Abdulrahman Zeitoun will remain behind bars for at least a few more weeks as he awaits a Sept. 12 hearing to determine his bail for allegedly stalking his ex-wife and, more recently, violating a protective order.
Zeitoun, the protagonist of author Dave Eggers’ acclaimed 2009 account of post-Katrina injustice, “Zeitoun,” was sent back to jail last week for allegedly violating a protective order by telephoning Kathy Zeitoun on Aug. 16. Because of that allegation, Criminal District Court Judge Keva Landrum-Johnson revoked Zeitoun’s $50,000 cash bond in the stalking case.
Last year, Judge Frank Marullo acquitted Zeitoun on charges of trying to kill Kathy Zeitoun and then allegedly asking a fellow Orleans Parish jail inmate to kill her for $20,000.
Since then, the painting contractor has twice landed back in jail, accused of menacing Kathy Zeitoun over a period of several months.
Zeitoun, 56, appeared in court Tuesday before Landrum-Johnson delayed the scheduled bail hearing.
Assistant District Attorney David Pipes said he will argue that the judge should raise Zeitoun’s bail to $250,000, the original amount set after his indictment in June.
Zeitoun’s attorney, J.C. Lawrence, acknowledges Zeitoun made the phone call but says he was just trying to offer his ex-wife the couple’s assets. Lawrence said he plans to subpoena Kathy Zeitoun to testify at the bail hearing.
The last time she took the witness stand, at the murder trial last year, Kathy Zeitoun said her ex-husband beat her with a tire iron and tried to kill her at Prytania Street and Jackson Avenue in July 2012. She also has testified that Zeitoun’s abuse of her started many years earlier.
Kathy Zeitoun says her ex-husband has continued to make contact with her, directly or through third parties, under the guise of hashing out a deal to split up their properties. But she says it’s just a ruse and that he has refused to come to terms over nine New Orleans properties that she says are hemorrhaging money.

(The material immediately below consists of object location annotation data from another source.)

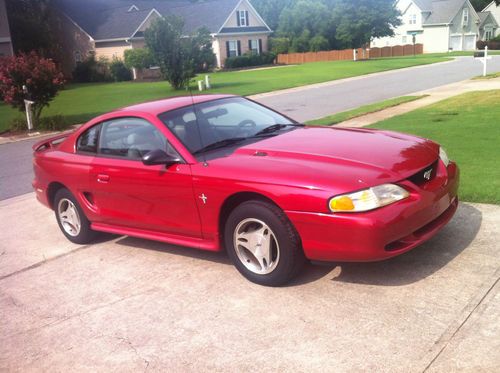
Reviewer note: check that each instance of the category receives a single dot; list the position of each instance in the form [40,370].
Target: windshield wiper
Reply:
[220,144]
[276,128]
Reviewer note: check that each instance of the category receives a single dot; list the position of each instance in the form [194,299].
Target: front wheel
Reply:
[263,244]
[71,219]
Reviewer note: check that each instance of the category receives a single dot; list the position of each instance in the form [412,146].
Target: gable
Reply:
[255,21]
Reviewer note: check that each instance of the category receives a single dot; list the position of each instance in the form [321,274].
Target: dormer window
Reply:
[465,17]
[242,18]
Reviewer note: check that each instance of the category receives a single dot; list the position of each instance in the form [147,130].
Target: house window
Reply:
[242,18]
[232,48]
[465,17]
[254,47]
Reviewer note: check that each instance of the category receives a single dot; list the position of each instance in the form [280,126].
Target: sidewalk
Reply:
[434,95]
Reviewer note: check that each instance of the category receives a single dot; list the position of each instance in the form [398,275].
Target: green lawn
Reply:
[467,126]
[81,102]
[362,110]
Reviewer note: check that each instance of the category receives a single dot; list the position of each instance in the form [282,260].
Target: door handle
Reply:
[101,178]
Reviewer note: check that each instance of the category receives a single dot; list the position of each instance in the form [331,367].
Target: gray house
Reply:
[440,25]
[113,26]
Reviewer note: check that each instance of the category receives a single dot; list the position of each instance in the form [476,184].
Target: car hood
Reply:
[347,158]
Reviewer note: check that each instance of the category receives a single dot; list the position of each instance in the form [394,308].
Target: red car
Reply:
[219,171]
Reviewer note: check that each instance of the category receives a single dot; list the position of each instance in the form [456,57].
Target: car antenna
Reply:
[195,111]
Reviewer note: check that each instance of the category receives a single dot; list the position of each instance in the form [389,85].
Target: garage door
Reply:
[470,42]
[456,43]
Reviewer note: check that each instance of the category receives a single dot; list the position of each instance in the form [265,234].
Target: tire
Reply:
[263,244]
[71,219]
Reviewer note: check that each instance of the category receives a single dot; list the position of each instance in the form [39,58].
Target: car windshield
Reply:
[224,122]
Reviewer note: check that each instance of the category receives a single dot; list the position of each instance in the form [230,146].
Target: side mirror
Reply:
[157,157]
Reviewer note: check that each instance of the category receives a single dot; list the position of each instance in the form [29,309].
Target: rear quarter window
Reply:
[88,141]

In the recent phone call, Zeitoun asked her to “draw up a document and I will sign over entire properties to you,” according to a tape recording of the call. “Because in the end, nobody’s going to have anything, the way we’re going.”

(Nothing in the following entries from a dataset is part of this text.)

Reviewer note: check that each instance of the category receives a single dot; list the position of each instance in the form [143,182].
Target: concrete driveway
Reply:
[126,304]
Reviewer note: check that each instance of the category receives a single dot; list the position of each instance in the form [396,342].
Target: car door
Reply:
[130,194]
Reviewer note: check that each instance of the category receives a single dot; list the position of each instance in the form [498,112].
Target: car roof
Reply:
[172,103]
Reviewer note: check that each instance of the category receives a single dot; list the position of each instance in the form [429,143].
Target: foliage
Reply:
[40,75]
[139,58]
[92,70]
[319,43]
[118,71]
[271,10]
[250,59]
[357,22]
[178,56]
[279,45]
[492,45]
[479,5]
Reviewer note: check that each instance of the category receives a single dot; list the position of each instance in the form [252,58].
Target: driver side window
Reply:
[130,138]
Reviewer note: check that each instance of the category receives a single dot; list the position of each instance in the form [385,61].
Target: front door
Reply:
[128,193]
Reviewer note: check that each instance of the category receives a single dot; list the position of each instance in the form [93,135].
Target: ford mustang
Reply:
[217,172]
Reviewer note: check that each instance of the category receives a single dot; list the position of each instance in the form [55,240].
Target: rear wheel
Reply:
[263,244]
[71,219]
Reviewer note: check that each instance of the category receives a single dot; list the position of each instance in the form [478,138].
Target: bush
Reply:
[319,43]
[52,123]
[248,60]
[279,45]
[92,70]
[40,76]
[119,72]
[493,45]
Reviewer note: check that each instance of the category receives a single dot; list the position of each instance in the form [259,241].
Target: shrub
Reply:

Lawrence has described the allegations against Zeitoun as the result of “a divorce that has gone bad, on steroids.”
But Kathy Zeitoun called it a threatening, continuing pattern of attempts by her ex-husband to stay connected to her.
She also disputed a claim by Lawrence that she lodged a complaint about the phone call only after Zeitoun later insisted that he be allowed to keep one of the properties to live in.
She said she never received any such letter from him and that she’s struggling financially, having never received any support from Zeitoun for herself or their four children since their divorce a few years ago.